In order to enforce shelter in place orders without perpetuating this racist history, criminalization can only function in the background of effective economic justice measures, including a universal basic income, rent freezes, and other forms of welfare. By prioritizing economic justice and allowing criminalization to operate in the background, we can take a small step towards preventing the further expansion of prison populations, and in that way promoting a system “where the prison no longer serves as our major anchor.”
For example, Professor Roth described the difference between the opioid crisis which has mostly affected white individuals being treated as public health crisis, and the crack epidemic of the 80s which mostly affected black individuals being treated as a criminal justice issue. She described the value of viewing criminalization as a last resort means of controlling people’s behavior, especially when there is a public health crisis.
IV. Comparative Perspective
The U.S. criminal justice system is particularly ill-suited to use criminalization as a method to enforce shelter-in-place orders, for the reasons outlined above. This conclusion is corroborated by comparisons of U.S. criminal legal system to other criminal legal systems.
Scholars have suggested that the continental European criminal legal system does a better job at being merciful to the convicted criminal. Though the U.S. system does a better job at protecting the innocent from conviction in the first place, they state that it would be better off emulating the “more humane approach” of the continental model, especially by “showing more concern for the guilty.” The Italian system in particular might offer more protections to defendants than the U.S. system does.
Now is not the time to question the authority of the government to take control to prevent the spread of coronavirus.
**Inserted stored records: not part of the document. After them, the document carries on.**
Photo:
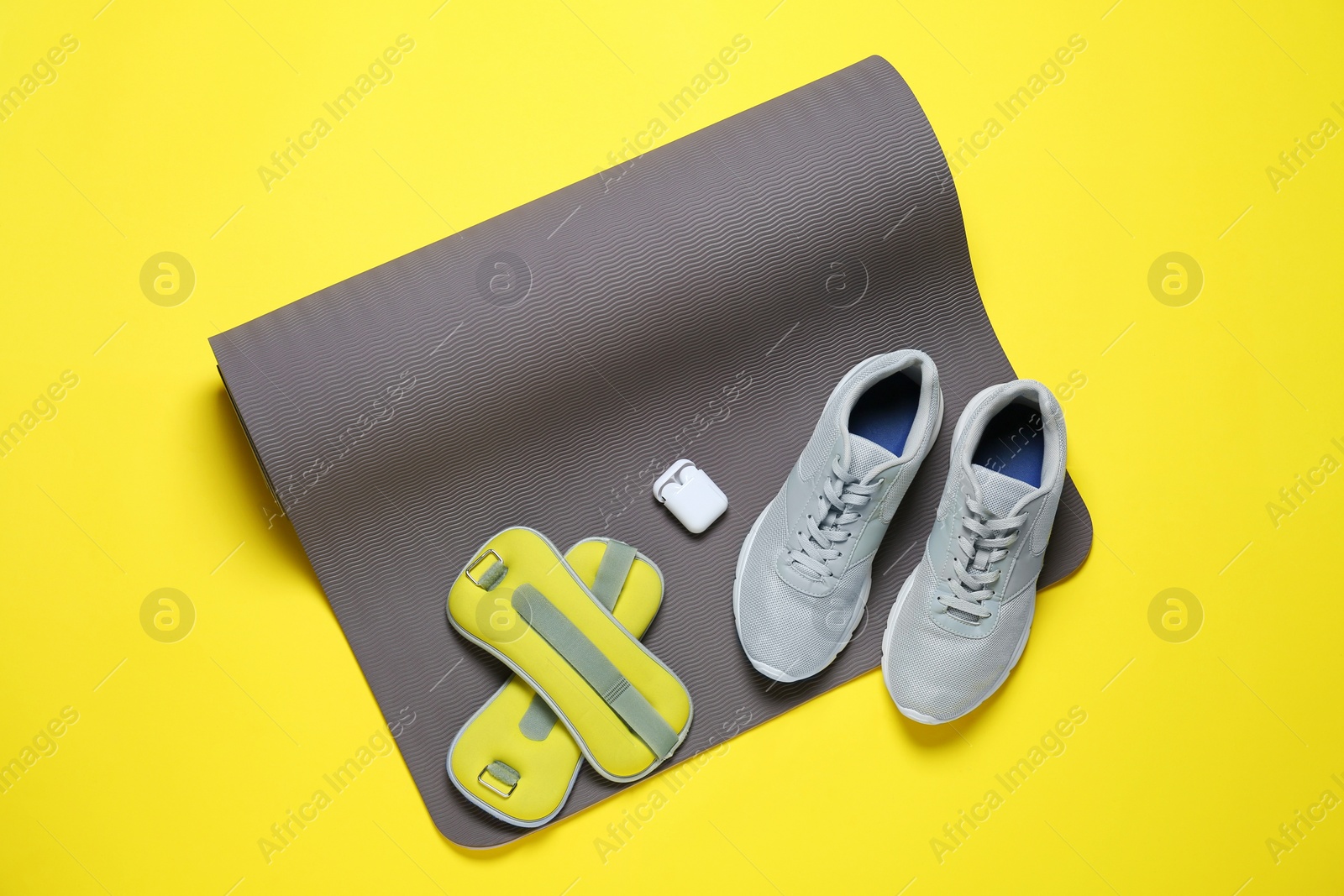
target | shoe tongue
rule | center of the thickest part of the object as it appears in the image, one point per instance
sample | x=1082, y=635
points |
x=999, y=493
x=864, y=456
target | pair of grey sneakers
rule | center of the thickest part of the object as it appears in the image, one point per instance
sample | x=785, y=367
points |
x=961, y=618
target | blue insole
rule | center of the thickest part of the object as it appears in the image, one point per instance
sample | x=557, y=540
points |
x=1012, y=443
x=886, y=412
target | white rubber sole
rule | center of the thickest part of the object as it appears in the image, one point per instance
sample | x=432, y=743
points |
x=886, y=651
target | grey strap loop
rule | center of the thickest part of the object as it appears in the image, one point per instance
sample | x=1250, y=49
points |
x=596, y=669
x=538, y=720
x=612, y=573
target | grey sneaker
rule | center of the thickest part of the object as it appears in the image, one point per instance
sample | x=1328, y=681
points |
x=806, y=567
x=961, y=618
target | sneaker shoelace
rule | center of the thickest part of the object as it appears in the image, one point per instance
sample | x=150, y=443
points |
x=840, y=499
x=983, y=542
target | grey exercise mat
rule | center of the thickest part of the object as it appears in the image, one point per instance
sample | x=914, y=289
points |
x=543, y=367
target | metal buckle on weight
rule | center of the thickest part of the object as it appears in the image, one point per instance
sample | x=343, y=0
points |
x=486, y=783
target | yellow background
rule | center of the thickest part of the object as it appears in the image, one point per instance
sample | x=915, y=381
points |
x=1191, y=421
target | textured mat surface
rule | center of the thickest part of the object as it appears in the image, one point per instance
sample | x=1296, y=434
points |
x=543, y=367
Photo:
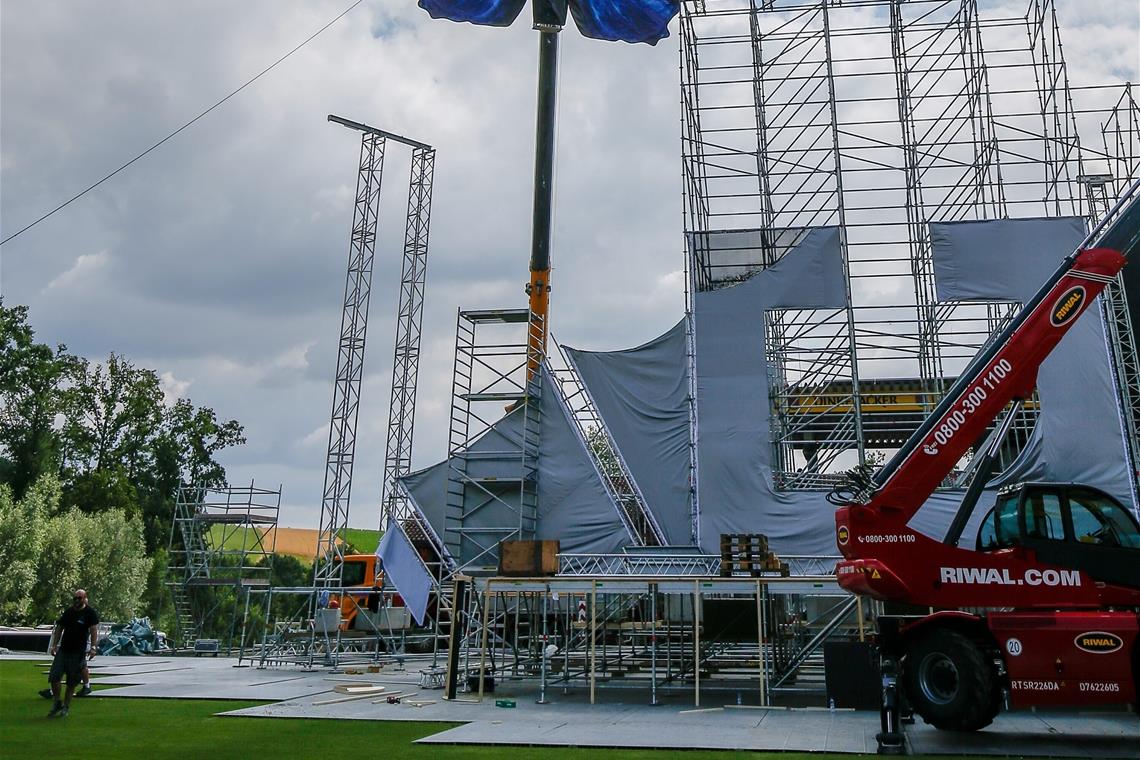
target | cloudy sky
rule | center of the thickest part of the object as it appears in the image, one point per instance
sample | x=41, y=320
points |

But it is the time to question what methods of control the government should prioritize to do so. By prioritizing economic justice measures and leaving criminalization to operate in the background, the U.S. government can ensure the effectiveness of coronavirus shelter in place orders without perpetuating the injustices of our criminal justice system in a new context.
Many may disagree and believe that criminalization should be the primary means of enforcing shelter in place orders, particularly for deterrence purposes. However, I urge any such individuals to ask themselves: Is your goal decreasing the spread of coronavirus? If yes, do you believe that sending people to crowded prisons with minimal health standards will do so? The answer to this question is almost certainly no.